While hunting in preserved areas of algal forests, sea otters protect them from being devoured by sea urchins, Smith and his co-authors say. In the presence of predators, these echinoderms behave more cautiously and instead of openly feeding on algae, they eat their dead fragments sitting in shelters. Thus, the changed behavior of sea otters increased the stability of the surviving fragments of the ecosystem. The authors acknowledge that sea otters are unlikely to directly help algal forests reoccupy areas that have turned into wastelands, because they are extremely reluctant to feed here. However, the remaining thickets protected by these predators will become a source of spores that will one day populate areas of the seabed ravaged by hedgehogs.
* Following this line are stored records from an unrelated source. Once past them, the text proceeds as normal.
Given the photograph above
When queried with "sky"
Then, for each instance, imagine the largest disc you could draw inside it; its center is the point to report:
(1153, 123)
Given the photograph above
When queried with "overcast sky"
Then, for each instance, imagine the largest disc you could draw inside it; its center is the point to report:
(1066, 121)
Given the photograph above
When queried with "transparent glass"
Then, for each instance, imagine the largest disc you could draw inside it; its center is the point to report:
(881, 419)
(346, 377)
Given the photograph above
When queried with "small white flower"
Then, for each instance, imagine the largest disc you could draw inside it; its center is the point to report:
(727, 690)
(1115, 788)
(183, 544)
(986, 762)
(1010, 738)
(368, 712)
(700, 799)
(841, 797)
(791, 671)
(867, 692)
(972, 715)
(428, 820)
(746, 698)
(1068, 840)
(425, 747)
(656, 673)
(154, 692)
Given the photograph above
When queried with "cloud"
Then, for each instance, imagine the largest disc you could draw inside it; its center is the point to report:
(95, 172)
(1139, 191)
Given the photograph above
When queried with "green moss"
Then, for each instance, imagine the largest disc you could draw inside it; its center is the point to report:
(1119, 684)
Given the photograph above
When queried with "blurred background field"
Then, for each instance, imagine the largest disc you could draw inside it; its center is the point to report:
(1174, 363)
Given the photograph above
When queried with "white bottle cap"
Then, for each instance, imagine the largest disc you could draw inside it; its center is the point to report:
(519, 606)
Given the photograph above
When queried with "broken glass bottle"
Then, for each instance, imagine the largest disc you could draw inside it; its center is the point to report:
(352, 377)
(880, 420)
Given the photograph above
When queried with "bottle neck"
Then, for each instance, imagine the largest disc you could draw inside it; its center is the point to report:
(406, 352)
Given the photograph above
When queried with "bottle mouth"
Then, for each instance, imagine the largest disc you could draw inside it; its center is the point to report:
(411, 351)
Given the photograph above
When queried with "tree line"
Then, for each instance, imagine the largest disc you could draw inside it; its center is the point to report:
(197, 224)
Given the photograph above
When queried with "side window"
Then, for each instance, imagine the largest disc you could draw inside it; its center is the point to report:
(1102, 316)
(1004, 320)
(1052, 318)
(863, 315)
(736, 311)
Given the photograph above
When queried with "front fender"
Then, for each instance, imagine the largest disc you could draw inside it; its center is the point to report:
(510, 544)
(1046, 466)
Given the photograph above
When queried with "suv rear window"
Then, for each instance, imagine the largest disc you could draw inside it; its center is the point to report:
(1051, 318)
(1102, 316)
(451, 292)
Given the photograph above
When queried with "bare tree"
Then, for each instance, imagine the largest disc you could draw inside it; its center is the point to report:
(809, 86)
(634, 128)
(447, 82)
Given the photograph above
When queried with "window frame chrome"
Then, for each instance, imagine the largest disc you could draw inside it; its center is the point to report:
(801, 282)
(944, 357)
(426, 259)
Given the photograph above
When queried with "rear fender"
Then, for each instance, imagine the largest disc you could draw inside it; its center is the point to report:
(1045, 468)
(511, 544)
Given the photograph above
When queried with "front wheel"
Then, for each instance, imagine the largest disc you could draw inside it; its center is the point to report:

Earlier, we talked about how experts evaluated the role of sea otters for the Canadian economy. It turned out that the benefits of restoring their populations outweigh the damage to trappers of crabs, sea urchins and bivalve molluscs. With the return of sea otters, the productivity of marine ecosystems will increase by 37 percent, and the profit from eco-tourism, which will be provided by those who wish to see them, will be six times higher than the monetary losses from reduced seafood production.